Epileptic Seizure Prediction with Stacked Auto-encoders: Lessons from the Evaluation on a Large and Collaborative Database



The seizure prediction performance of algorithms based in stacked auto-encoders deep-learning technique has been evaluated. The study is established on long-term electroencephalography (EEG) recordings of 103 patients suffering from drug-resistant epilepsy. The proposed patient-specific methodology consists of feature extraction, classification by machine learning techniques, post-classification alarm generation, and performance evaluation using long-term recordings in a quasi-prospective way. Multiple quantitative features were extracted from EEG recordings. The classifiers were trained to discriminate preictal and non-preictal states. The first part of the feature time series was considered for training, a second part for selection of the ``optimal'' predictors of each patient, while the remaining data was used for prospective out-of-sample validation. The performance was assessed based on sensitivity and false prediction rate per hour (FPR/h). The prediction performance was statistically evaluated using an analytical random predictor. The validation data consisted of approximately 1664 h of interictal data and 151 seizures, for the invasive patients, and approximately 4446 h of interictal data and 406 seizures for the scalp patients. For the patients with intracranial electrodes 18% of the seizures were correctly predicted (27), leading to an average sensitivity of 16.05% and average FPR/h of 0.27/h.
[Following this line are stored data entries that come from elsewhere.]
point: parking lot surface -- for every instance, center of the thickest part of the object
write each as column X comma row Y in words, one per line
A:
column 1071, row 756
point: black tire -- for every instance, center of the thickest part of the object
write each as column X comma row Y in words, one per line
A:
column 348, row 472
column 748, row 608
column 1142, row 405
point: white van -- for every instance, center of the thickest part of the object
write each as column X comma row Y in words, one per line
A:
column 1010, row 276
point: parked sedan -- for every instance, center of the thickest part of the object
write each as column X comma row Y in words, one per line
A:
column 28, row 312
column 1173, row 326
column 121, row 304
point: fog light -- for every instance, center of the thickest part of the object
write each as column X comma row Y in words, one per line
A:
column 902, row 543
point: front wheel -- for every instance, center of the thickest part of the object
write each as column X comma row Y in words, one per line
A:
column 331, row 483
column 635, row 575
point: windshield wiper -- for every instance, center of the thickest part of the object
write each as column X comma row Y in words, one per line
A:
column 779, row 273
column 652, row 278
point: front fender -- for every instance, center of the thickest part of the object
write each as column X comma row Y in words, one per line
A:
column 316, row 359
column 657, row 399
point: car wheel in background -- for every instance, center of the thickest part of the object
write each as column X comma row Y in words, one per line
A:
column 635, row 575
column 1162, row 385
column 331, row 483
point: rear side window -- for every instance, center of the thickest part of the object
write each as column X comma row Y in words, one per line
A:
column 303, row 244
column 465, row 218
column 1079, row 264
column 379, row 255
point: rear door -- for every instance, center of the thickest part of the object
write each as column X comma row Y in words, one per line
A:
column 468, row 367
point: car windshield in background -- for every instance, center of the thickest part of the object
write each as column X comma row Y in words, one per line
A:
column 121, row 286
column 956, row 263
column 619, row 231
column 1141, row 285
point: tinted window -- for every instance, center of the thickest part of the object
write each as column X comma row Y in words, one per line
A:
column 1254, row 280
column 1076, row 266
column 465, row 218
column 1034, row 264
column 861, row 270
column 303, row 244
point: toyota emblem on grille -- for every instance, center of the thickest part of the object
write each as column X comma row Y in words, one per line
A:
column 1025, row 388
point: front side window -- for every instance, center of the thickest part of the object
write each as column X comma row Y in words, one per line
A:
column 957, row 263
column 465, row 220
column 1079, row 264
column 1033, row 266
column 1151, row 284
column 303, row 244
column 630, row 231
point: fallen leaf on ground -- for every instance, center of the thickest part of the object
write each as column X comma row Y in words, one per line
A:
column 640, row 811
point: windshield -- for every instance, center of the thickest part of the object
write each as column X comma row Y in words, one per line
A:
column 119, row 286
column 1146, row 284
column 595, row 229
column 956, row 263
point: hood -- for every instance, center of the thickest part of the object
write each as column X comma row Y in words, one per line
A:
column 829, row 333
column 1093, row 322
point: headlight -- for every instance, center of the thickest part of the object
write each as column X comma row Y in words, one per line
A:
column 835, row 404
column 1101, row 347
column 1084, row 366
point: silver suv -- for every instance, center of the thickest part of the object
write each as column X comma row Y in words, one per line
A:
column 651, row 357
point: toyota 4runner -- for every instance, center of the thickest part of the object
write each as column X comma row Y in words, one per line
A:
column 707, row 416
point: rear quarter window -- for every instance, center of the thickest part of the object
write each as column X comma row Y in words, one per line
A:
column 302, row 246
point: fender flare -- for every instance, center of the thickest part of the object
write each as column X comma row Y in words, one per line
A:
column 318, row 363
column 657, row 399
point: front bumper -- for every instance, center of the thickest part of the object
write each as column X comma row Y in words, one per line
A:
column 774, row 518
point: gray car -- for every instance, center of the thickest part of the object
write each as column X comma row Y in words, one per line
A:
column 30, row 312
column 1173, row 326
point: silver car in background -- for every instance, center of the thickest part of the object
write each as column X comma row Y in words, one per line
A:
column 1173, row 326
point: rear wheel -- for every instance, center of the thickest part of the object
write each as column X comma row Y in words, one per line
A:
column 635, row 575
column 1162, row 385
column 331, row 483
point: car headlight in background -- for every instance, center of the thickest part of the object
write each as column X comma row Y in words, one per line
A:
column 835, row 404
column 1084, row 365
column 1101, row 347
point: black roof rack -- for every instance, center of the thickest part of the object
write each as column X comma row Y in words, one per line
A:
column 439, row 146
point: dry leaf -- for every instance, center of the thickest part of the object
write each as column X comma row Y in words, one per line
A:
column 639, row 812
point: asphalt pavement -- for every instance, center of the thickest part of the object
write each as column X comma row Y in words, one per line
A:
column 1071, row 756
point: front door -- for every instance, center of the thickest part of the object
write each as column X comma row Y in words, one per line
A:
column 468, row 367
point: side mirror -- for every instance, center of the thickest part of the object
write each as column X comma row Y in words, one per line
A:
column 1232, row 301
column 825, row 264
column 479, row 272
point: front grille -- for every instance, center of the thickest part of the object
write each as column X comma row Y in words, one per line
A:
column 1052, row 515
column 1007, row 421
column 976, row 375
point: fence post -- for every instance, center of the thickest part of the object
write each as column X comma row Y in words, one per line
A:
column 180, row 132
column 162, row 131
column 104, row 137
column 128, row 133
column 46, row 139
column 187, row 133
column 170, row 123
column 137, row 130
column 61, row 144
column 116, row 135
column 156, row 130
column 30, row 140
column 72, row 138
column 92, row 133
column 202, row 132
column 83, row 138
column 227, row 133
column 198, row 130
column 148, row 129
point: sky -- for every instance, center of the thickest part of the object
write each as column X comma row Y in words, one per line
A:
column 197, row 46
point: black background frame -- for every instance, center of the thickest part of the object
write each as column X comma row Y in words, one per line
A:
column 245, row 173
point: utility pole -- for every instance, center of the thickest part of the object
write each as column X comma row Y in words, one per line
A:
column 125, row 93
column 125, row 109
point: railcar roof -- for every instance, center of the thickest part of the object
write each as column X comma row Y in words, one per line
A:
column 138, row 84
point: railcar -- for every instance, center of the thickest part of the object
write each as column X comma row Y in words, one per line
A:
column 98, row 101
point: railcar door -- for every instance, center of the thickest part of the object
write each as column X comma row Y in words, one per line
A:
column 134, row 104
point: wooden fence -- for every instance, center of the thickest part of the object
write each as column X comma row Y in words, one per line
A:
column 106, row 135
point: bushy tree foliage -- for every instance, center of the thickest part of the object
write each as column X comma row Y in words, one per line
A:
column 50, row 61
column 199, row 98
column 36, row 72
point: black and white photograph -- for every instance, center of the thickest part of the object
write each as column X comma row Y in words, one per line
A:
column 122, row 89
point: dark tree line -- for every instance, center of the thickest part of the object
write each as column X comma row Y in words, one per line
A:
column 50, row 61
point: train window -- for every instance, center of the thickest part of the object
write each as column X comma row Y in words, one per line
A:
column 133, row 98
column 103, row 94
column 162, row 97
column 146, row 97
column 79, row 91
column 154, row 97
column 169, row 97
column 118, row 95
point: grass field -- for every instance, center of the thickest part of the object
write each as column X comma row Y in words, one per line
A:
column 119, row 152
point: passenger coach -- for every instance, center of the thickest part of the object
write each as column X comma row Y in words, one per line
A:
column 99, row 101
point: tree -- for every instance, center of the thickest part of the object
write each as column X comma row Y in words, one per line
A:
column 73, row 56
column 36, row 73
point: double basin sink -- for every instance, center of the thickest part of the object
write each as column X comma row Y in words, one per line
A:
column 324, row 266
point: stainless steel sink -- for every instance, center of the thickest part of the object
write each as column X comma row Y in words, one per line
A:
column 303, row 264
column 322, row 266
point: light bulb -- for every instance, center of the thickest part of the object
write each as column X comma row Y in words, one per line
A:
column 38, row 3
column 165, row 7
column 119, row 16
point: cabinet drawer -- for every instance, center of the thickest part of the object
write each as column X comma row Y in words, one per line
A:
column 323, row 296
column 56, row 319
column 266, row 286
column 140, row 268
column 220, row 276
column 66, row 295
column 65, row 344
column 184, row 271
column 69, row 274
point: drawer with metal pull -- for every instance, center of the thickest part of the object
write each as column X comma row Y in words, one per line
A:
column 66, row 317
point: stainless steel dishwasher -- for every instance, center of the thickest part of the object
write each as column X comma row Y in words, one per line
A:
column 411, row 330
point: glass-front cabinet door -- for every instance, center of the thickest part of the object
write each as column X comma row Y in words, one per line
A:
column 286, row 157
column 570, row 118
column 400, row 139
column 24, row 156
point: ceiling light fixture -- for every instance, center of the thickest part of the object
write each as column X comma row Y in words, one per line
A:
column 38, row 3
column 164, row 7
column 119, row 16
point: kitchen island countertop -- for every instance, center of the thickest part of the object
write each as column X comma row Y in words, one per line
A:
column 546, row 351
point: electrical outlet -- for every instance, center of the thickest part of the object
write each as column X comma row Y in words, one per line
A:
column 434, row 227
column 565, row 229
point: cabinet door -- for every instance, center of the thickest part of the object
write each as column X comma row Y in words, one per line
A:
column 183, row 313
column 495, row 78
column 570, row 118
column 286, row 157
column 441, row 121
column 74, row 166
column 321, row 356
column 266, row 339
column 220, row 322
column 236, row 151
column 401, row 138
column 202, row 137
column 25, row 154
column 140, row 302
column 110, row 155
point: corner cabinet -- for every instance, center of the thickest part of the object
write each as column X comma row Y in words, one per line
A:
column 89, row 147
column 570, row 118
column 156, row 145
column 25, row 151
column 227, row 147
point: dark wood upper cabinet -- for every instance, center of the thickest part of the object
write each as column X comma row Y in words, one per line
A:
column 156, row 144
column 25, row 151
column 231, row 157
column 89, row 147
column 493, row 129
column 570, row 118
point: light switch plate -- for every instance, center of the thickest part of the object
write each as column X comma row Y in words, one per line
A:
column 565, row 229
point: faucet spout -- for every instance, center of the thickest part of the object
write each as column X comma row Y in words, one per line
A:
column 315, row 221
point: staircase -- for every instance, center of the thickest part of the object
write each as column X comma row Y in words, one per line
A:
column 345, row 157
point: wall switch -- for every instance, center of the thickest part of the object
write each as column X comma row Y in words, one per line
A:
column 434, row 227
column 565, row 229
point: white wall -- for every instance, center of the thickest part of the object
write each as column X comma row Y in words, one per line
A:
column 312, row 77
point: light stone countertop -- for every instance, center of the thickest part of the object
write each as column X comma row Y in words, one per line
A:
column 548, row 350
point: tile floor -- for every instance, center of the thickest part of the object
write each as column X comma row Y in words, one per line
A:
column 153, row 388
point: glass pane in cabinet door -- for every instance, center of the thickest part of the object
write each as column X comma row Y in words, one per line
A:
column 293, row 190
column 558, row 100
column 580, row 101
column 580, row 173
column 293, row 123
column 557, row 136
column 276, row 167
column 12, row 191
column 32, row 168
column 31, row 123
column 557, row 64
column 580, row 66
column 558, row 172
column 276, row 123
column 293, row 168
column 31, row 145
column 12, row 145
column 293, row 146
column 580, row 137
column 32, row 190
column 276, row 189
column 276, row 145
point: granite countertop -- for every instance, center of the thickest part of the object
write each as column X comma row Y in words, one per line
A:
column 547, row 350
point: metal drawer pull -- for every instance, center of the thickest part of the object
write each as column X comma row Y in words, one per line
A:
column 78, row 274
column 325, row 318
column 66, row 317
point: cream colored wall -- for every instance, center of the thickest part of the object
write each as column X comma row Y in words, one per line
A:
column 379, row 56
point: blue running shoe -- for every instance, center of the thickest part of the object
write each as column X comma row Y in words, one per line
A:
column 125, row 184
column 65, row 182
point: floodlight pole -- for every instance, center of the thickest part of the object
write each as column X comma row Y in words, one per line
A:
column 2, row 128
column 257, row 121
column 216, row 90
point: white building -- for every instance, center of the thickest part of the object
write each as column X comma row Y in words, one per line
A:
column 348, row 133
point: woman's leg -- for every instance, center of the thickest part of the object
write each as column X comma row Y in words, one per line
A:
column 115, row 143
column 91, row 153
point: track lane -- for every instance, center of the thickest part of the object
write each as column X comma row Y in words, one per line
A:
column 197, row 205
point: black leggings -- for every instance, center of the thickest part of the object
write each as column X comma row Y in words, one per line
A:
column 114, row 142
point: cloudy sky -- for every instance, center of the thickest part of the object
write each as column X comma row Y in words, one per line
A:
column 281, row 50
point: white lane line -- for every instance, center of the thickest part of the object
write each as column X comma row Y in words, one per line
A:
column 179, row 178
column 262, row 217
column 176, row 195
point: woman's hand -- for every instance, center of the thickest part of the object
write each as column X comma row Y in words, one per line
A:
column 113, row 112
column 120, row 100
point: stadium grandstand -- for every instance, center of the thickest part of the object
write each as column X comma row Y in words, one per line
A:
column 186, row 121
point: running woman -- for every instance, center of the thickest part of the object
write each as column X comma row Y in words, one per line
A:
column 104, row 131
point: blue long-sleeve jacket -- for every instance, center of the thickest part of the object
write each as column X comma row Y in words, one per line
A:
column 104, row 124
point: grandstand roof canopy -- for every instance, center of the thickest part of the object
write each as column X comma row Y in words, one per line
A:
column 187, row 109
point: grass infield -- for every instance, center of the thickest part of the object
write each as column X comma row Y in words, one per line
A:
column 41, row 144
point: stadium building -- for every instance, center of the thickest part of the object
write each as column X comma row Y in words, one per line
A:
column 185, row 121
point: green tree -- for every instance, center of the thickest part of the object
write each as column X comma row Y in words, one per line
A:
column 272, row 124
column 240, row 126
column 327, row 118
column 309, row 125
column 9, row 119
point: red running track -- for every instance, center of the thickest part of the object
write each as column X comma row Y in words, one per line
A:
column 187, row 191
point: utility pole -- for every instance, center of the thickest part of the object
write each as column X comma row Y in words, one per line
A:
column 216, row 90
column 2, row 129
For the patients with scalp electrodes 20.69% of the seizures (84) on the validation set were correctly predicted, leading to an average sensitivity of 17.49% and an average FPR/h of 0.88/h. The observed performances were considered statistically significant for 4/19 invasive patients (? 21%) and for 5/84 scalp patients (? 6%). The observed results evidence the fact that, when applied in realistic conditions, the auto-encoder based classifier shows limited performance for a larger number of patients. However, the results obtained for some patients point that, in some specific situations seizure prediction is possible, providing a ``proof-of-principle'' of the feasibility of a prospective alarming system.